運転士の失神・発作……列車は大丈夫なのか杉山淳一の時事日想(3/4 ページ)

» 2012年04月20日 08時01分 公開
[杉山淳一,Business Media 誠]

二重、三重の安全装置がある

 鉄道の安全技術には「デッドマンシステム」というホラー映画のような名前の仕組みがある。「運転士が死んだ場合の装置」という意味だ。運転士が一定時間なにも操作しない場合に、ブレーキを作動させる仕掛けだ。「運転士が操作していない」状況を検知するために、加速レバー(マスコン)にスイッチが設けられている。レバーを握るときはスイッチも合わせて握る形になっている。運転士がレバーから手を離したり、握力を失ったりすると、列車の運転不能状態と認識してブレーキが掛かる。

 古いタイプの車両では足踏み式の装置が使われていた。運転士が予定された位置に座ると、足踏み型のボタンを踏む格好になる。運転士が倒れたり意識を失うと踏む力が弱まるため、これが運転不能状態と認識してブレーキが掛かる。映画『大陸横断超特急』の機関車にも搭載されていたが、犯人が工具箱を置いて踏みっぱなしの状態にしていた。

富山地方鉄道16010形。デッドマンシステムの例。左のマスコンの先端がスイッチになっている。マスコンから手が離れてしばらくするとデッドマン装置が発動する

 鉄道の場合はさらに、ATS(Automatic Train Stop)というシステムもある。運転士が赤信号を見落として列車をそのまま走らせるとブレーキが掛かる。
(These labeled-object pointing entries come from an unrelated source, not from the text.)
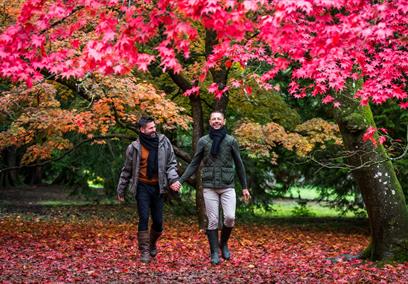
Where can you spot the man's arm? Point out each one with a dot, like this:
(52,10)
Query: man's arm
(195,162)
(171,167)
(125,174)
(239,165)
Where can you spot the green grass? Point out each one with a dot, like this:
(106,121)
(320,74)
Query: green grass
(308,193)
(289,209)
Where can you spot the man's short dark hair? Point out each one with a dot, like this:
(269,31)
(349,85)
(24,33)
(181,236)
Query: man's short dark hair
(143,121)
(217,111)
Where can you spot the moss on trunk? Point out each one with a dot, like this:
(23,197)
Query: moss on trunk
(378,183)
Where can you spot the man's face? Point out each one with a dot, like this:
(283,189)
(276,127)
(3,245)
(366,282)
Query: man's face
(149,129)
(217,120)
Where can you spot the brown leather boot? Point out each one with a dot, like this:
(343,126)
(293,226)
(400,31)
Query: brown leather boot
(144,240)
(154,236)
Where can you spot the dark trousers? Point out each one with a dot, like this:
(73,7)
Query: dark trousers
(148,197)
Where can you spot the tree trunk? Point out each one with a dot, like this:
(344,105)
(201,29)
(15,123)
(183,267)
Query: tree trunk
(198,131)
(379,186)
(8,178)
(219,74)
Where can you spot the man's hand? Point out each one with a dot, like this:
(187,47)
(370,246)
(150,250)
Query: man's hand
(246,195)
(121,198)
(175,186)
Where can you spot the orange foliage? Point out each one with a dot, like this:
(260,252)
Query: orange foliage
(38,121)
(260,140)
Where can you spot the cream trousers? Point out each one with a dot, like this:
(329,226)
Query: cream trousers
(212,197)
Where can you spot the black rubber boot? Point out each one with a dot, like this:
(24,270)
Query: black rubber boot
(154,236)
(144,244)
(225,234)
(213,240)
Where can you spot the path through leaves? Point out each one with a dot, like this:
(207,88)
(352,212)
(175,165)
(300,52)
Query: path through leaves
(64,246)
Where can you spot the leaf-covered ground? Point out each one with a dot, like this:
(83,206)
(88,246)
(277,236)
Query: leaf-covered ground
(98,244)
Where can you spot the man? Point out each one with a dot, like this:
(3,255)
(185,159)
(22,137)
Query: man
(219,152)
(151,166)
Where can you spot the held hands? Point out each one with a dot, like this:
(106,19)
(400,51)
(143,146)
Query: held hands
(246,195)
(121,198)
(175,186)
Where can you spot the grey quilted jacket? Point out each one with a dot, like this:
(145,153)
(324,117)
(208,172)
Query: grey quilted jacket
(167,169)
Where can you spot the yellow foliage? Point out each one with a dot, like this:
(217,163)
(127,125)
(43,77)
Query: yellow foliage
(261,140)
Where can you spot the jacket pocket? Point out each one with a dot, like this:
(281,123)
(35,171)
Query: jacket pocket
(227,176)
(208,174)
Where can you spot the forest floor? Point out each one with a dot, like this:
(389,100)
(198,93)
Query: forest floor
(98,244)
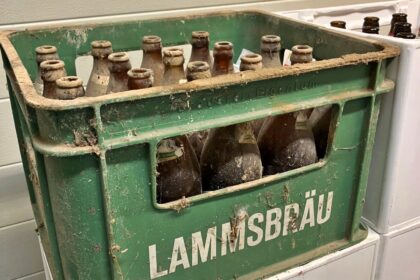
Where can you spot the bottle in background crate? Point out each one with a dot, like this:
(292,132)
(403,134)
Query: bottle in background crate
(69,87)
(152,57)
(222,54)
(139,78)
(230,154)
(371,25)
(200,47)
(118,65)
(338,24)
(270,51)
(178,171)
(51,71)
(397,17)
(43,53)
(99,77)
(198,70)
(173,59)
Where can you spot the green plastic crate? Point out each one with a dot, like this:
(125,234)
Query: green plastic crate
(90,162)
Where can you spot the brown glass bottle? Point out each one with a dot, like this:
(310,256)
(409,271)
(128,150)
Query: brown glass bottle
(99,77)
(152,57)
(222,54)
(301,54)
(338,23)
(200,47)
(371,25)
(286,143)
(178,170)
(51,71)
(173,59)
(397,17)
(43,53)
(406,35)
(198,70)
(139,78)
(118,65)
(69,87)
(270,51)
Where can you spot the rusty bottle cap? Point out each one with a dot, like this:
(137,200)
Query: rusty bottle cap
(69,87)
(198,70)
(301,54)
(251,62)
(139,78)
(338,24)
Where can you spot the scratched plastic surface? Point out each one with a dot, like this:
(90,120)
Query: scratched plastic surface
(90,163)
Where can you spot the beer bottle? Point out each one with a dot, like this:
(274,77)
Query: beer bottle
(173,59)
(69,87)
(402,27)
(198,70)
(338,24)
(99,77)
(152,57)
(406,35)
(139,78)
(223,54)
(43,53)
(286,142)
(270,51)
(178,170)
(397,17)
(200,47)
(301,54)
(118,64)
(371,25)
(230,155)
(51,71)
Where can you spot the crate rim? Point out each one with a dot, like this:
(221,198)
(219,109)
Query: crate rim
(34,100)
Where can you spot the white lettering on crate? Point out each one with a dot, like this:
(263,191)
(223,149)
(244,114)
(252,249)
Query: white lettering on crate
(234,233)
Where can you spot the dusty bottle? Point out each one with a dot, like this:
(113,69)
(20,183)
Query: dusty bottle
(43,53)
(69,87)
(371,25)
(51,71)
(152,57)
(173,59)
(397,17)
(406,35)
(222,54)
(178,170)
(139,78)
(99,77)
(270,51)
(118,65)
(200,47)
(301,54)
(402,27)
(338,24)
(286,143)
(198,70)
最近は、制限速度を超えただけでもブレーキが作動するシステムもある。

 それでも停められなかったらどうするか。二次災害を防ぐために、列車をわざと脱線させるのだ。駅の線路配置を観察すると、ポイントの分岐側の線路が短くて、行き止まりになった場所がある。これは脱線ポイント、あるいは安全側線といって、暴走した列車が本線に入らないように誘導するしくみである。その先はもちろん脱線するのだが、事前に非常ブレーキが働いているという前提なので、転覆には至らない。

 2012年2月16日の夜、JR北海道の石勝線で貨物列車が脱線する事故が起きた……と報じられた。貨物列車の先頭から4両が脱線したという。しかし、報道記事をよく読むと、「列車は退避用の線路の車止めを乗り越え」とある。これがまさに安全側線の作用である。列車が何らかの事情で停止できず、脱線ポイントが正常に機能したから脱線している。だから運転士は無事で、他の列車に衝突しなかったし、すべての積荷に大きなダメージを与えるに至らなかった。安全装置が正しく動いたわけだから、脱線自体の報道には意味がない。この事故の要点は「脱線」ではなく「なぜ止まれなかったか」だ。問題は脱線ではなくブレーキであった。

 列車のワンマン運転が可能になった背景には、こうした安全装置の整備がある。非常ブレーキは自動でかかる。列車防護についても、運転士がボタンをひとつ押せば、列車のすべての走行機能が停止し、汽笛を鳴らし、周囲の列車に無線で緊急信号を発報できる。

 「とにかく異常事態になったら停めろ」が鉄道の鉄則である。